In light of what is starting to appear to be a wholehearted failure to persuade local communities to meet requisite housing targets, Nick Boles last week proposed self-proclaimed "bungs" to local communities.
Boles' announcement follows the government's consultation in October 2011 to require CIL charging authorities to allocate a 'meaningful proportion' of CIL to the areas where development occurs. Boles has proposed that, for areas where a neighbourhood plan is in place, 25% of CIL revenue be given to the local community. Neighbourhoods without a neighbourhood plan would still receive a 15% share of CIL revenue but this would be capped at £100 per council tax dwelling.
It is a clever approach aimed at both incentivising new housing developments and encouraging communities to adopt neighbourhood plans. It might even be viewed as a win-win scenario: the government gets to see new homes being built and local communities get a bit of extra cash to re-roof their local community centre or town hall. But in the end, there is a limited pot of gold and this is just robbing Peter to pay Paul.

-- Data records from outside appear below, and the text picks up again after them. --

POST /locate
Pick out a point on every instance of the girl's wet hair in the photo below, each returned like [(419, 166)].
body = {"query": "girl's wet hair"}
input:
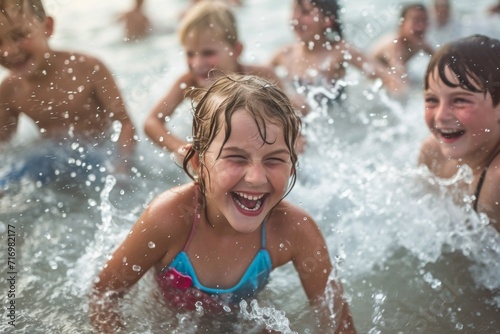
[(328, 8), (35, 6), (475, 62), (215, 16), (215, 106)]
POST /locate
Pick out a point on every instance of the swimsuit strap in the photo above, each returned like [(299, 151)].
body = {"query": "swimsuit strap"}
[(196, 218), (263, 233)]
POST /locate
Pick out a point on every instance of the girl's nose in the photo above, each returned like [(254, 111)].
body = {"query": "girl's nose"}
[(443, 112), (256, 174)]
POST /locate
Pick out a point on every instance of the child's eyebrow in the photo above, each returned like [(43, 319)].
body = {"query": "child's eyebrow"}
[(242, 151)]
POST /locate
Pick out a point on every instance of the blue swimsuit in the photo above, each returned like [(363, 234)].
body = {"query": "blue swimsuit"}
[(180, 274)]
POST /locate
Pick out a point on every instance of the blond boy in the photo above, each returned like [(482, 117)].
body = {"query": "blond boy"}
[(69, 96)]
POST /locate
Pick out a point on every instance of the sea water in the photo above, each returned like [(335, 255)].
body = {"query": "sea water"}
[(411, 253)]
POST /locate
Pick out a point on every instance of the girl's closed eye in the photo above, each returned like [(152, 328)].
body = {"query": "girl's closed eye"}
[(431, 100), (235, 158), (460, 101)]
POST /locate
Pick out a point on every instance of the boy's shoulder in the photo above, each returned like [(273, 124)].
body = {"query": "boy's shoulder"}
[(431, 156), (72, 58)]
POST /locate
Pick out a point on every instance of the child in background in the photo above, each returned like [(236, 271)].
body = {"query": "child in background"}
[(395, 50), (218, 238), (462, 110), (137, 24), (320, 55), (209, 35), (69, 96)]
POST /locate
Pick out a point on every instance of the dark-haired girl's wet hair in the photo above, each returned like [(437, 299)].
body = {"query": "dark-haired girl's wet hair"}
[(215, 106), (475, 62), (328, 8)]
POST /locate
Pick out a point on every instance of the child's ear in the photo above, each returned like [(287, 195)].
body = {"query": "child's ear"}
[(49, 26)]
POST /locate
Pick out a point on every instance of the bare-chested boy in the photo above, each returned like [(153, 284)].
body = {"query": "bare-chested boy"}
[(69, 96), (395, 51)]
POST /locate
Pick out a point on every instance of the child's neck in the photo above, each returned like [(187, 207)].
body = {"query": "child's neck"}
[(45, 69)]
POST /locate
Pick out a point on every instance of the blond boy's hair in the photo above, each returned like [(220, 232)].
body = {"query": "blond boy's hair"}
[(35, 6), (215, 16)]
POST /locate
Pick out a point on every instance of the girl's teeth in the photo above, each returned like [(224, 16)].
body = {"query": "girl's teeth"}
[(257, 206), (250, 197)]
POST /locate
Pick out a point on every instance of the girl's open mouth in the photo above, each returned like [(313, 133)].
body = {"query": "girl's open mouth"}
[(450, 134), (247, 202)]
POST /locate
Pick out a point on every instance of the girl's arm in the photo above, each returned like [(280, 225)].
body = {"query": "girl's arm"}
[(155, 126), (132, 259)]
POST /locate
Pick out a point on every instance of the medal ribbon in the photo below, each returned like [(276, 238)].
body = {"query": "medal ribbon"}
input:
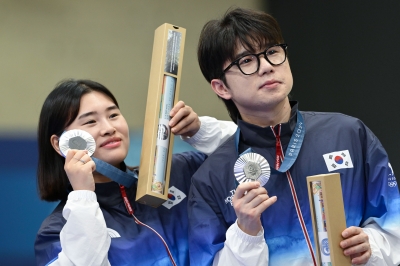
[(131, 212), (125, 178), (283, 164), (293, 149), (278, 150)]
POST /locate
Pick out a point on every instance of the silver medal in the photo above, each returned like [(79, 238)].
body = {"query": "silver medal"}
[(252, 167), (77, 139)]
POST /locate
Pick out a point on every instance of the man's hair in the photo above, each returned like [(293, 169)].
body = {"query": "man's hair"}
[(219, 40)]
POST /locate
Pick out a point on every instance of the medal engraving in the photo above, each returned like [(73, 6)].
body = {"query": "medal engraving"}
[(252, 167), (77, 143), (252, 170)]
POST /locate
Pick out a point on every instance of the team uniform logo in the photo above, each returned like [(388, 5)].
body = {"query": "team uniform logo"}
[(338, 160), (174, 197)]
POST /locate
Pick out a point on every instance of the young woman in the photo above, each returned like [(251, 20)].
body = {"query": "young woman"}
[(91, 224)]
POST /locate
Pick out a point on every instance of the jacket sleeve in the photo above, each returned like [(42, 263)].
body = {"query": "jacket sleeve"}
[(84, 238), (212, 133), (211, 236), (242, 249), (382, 213)]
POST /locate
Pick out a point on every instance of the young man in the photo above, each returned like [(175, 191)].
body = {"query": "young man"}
[(244, 58)]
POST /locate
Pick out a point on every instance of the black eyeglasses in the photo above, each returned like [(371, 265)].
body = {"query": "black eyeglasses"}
[(250, 64)]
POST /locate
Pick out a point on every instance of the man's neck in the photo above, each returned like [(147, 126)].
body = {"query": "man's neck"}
[(277, 115)]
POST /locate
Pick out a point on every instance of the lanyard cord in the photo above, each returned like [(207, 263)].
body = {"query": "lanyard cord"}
[(131, 212), (279, 159)]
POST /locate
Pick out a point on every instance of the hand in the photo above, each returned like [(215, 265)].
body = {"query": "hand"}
[(79, 168), (250, 205), (356, 245), (184, 121)]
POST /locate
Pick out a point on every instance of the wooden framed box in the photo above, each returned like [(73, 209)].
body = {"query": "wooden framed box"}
[(328, 218), (163, 92)]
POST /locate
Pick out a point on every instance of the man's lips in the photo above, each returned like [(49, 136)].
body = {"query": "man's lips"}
[(270, 84)]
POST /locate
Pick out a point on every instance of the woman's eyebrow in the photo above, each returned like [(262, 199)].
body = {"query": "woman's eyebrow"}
[(113, 107)]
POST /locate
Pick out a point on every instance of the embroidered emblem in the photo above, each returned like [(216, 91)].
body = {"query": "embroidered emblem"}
[(392, 182), (112, 233), (338, 160)]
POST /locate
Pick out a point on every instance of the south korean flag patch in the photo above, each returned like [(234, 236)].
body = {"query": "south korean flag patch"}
[(174, 197), (338, 160)]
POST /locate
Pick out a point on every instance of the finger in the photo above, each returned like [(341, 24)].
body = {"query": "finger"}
[(242, 189), (179, 105), (92, 165), (266, 204), (351, 231), (187, 124), (361, 258), (81, 157), (180, 115), (70, 154)]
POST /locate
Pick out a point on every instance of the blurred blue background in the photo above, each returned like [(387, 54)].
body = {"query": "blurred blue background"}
[(22, 212)]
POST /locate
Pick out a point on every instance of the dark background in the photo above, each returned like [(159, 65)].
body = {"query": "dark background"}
[(345, 58)]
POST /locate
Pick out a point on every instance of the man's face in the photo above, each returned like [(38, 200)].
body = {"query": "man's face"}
[(264, 91)]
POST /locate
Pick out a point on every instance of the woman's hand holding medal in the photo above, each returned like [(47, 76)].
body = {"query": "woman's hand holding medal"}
[(79, 168), (249, 201)]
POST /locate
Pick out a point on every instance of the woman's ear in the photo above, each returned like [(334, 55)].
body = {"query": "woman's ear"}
[(221, 89), (54, 140)]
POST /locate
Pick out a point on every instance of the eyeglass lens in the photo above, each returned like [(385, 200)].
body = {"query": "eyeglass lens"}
[(250, 63)]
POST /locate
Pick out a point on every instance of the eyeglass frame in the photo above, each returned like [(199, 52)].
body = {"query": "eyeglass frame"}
[(236, 62)]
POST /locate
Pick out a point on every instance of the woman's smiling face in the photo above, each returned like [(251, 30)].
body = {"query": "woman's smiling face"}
[(99, 116)]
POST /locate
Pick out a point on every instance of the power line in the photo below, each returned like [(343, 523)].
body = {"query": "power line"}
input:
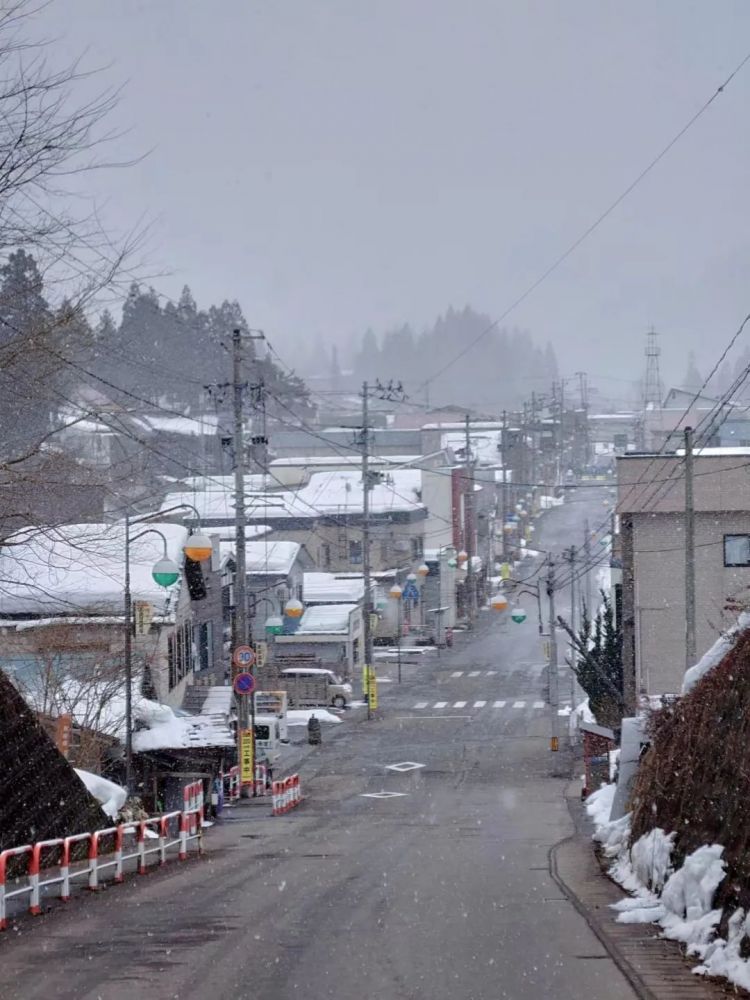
[(590, 229)]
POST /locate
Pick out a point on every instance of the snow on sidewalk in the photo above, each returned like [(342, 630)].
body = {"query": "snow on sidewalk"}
[(678, 899)]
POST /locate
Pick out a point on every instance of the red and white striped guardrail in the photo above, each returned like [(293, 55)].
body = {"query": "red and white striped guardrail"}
[(174, 829), (287, 794)]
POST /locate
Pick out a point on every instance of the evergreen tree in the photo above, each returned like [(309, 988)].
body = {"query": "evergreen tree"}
[(597, 652)]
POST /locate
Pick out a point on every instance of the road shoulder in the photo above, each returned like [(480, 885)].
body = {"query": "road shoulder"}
[(655, 967)]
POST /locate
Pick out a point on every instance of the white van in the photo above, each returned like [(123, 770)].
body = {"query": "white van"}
[(337, 691), (274, 703)]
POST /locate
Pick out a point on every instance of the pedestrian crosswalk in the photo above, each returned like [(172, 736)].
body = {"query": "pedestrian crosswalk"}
[(474, 673), (513, 703)]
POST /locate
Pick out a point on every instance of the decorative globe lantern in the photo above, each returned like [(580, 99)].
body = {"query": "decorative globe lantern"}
[(198, 547), (274, 625), (499, 602), (165, 572), (293, 608)]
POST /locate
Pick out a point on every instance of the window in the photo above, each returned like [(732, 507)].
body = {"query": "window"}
[(737, 550)]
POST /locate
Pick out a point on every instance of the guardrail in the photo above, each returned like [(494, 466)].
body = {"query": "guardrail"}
[(287, 794), (55, 857)]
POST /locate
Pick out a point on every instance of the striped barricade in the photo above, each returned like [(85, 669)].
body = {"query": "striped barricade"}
[(102, 851), (287, 794)]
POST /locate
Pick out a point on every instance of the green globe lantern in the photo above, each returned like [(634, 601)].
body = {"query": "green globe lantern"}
[(274, 625), (165, 572)]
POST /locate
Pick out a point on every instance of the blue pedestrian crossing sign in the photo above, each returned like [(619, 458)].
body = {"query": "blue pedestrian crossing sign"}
[(244, 684)]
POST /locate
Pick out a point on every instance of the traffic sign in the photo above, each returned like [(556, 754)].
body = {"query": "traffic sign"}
[(243, 656), (244, 684)]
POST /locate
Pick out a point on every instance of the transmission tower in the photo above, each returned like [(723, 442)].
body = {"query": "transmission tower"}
[(653, 390)]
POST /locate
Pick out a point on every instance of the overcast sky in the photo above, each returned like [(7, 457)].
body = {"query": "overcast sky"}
[(338, 164)]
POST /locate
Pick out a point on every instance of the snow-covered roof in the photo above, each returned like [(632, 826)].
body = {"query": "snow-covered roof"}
[(206, 424), (327, 588), (338, 491), (319, 461), (167, 731), (266, 558), (341, 492), (81, 567), (328, 618)]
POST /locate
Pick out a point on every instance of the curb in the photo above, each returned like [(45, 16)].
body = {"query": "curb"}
[(655, 967)]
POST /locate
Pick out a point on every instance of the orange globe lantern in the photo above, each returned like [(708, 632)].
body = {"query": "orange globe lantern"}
[(198, 547), (293, 608)]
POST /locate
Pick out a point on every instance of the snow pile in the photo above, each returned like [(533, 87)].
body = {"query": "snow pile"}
[(167, 731), (679, 899), (110, 796), (301, 716)]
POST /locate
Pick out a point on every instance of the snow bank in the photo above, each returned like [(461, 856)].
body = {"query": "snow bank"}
[(680, 900), (301, 716), (110, 796)]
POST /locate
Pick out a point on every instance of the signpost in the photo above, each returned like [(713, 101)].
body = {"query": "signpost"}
[(247, 761), (243, 684)]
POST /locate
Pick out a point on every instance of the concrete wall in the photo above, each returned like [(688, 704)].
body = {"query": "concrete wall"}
[(651, 507)]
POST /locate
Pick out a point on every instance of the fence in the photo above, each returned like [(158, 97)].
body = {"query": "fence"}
[(124, 842), (287, 794)]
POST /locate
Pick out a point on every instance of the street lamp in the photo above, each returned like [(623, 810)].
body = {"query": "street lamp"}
[(165, 573)]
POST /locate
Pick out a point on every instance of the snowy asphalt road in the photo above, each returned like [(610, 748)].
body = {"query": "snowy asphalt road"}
[(438, 893)]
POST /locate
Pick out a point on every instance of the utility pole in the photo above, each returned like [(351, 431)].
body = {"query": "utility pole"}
[(128, 664), (690, 653), (242, 636), (367, 603), (572, 554), (532, 461), (587, 565), (469, 523), (504, 486), (554, 694)]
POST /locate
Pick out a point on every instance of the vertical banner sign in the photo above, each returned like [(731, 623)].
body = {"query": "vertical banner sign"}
[(372, 690), (143, 612), (246, 757)]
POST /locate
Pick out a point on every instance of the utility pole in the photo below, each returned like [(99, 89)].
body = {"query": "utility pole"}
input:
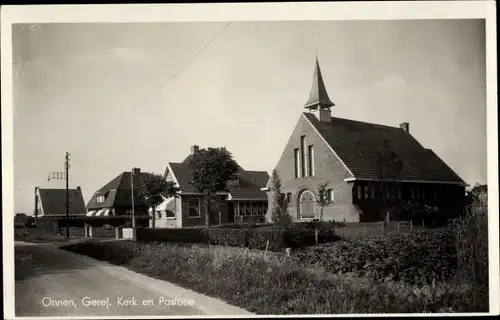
[(133, 205), (63, 176)]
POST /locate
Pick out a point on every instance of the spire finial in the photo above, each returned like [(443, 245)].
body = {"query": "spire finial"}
[(318, 97)]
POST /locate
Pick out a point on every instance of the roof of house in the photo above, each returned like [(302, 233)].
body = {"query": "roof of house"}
[(53, 201), (250, 182), (357, 144), (118, 192)]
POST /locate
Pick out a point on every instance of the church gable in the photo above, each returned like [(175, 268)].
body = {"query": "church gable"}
[(308, 159)]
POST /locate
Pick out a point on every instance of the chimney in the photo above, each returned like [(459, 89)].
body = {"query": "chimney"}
[(195, 149), (405, 126)]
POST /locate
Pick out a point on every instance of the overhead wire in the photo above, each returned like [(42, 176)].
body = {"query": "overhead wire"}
[(192, 60)]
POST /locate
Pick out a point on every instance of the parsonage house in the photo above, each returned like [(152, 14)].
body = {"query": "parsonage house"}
[(52, 203), (115, 197), (245, 201), (345, 154)]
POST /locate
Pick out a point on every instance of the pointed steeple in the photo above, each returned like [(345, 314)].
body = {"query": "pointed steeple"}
[(318, 98)]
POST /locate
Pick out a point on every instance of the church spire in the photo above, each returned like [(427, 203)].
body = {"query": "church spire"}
[(318, 96), (319, 102)]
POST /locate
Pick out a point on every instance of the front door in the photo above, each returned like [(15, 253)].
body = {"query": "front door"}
[(230, 212)]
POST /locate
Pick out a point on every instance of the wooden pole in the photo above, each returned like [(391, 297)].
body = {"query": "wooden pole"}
[(265, 252)]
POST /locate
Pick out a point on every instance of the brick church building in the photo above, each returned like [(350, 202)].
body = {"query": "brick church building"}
[(346, 154)]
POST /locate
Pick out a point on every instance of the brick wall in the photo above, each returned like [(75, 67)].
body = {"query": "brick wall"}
[(327, 168)]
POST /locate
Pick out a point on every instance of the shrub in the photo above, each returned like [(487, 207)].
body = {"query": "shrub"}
[(281, 288), (228, 237), (472, 252), (417, 257), (258, 239), (192, 235)]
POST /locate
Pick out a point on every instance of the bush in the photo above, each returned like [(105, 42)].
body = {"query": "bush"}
[(275, 288), (258, 239), (251, 237), (472, 253), (189, 235), (228, 237), (417, 257)]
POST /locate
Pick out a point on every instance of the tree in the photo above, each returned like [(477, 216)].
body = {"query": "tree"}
[(154, 188), (210, 171), (322, 198), (389, 168), (279, 213)]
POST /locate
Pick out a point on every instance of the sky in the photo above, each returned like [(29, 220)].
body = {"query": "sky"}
[(123, 95)]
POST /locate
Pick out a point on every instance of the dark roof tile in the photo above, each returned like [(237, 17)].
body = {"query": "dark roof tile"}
[(357, 143), (54, 201), (248, 187)]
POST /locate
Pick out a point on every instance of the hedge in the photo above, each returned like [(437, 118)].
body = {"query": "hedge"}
[(191, 235), (274, 238)]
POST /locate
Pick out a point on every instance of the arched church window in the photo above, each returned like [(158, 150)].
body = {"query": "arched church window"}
[(307, 205)]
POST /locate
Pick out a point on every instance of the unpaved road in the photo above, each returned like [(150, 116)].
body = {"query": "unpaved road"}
[(54, 282)]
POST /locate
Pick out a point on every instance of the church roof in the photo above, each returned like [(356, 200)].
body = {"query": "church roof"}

Clearly there is no 'incentive' unless the local planning authority (the charging authority) for the area in which the development is proposed has an adopted CIL charging schedule. Local planning authorities are entitled but not obliged to charge CIL. While the number of local authorities with charging schedules in place is still relatively low, this is steadily increasing as the ability for local authorities to seek section 106 planning obligations will be severely constrained after 2014. The money raised from CIL is meant to be calculated and spent on infrastructure needed to support the future development aspirations of local authority areas, having considered the economic viability of proposed development following the imposition of CIL. Infrastructure includes things such as schools, highways, open spaces, flood defences etc. In an ideal world, the level of CIL adopted will be the maximum amount possible without thwarting development.
If 25% (or even 15%) of CIL is to be allocated to local communities, this will be at the expense of local authorities having sufficient revenue to fund the infrastructure upon which CIL was originally based. The government's view seems to be that this is the cost local authorities and the wider society as a whole must pay to get new homes built.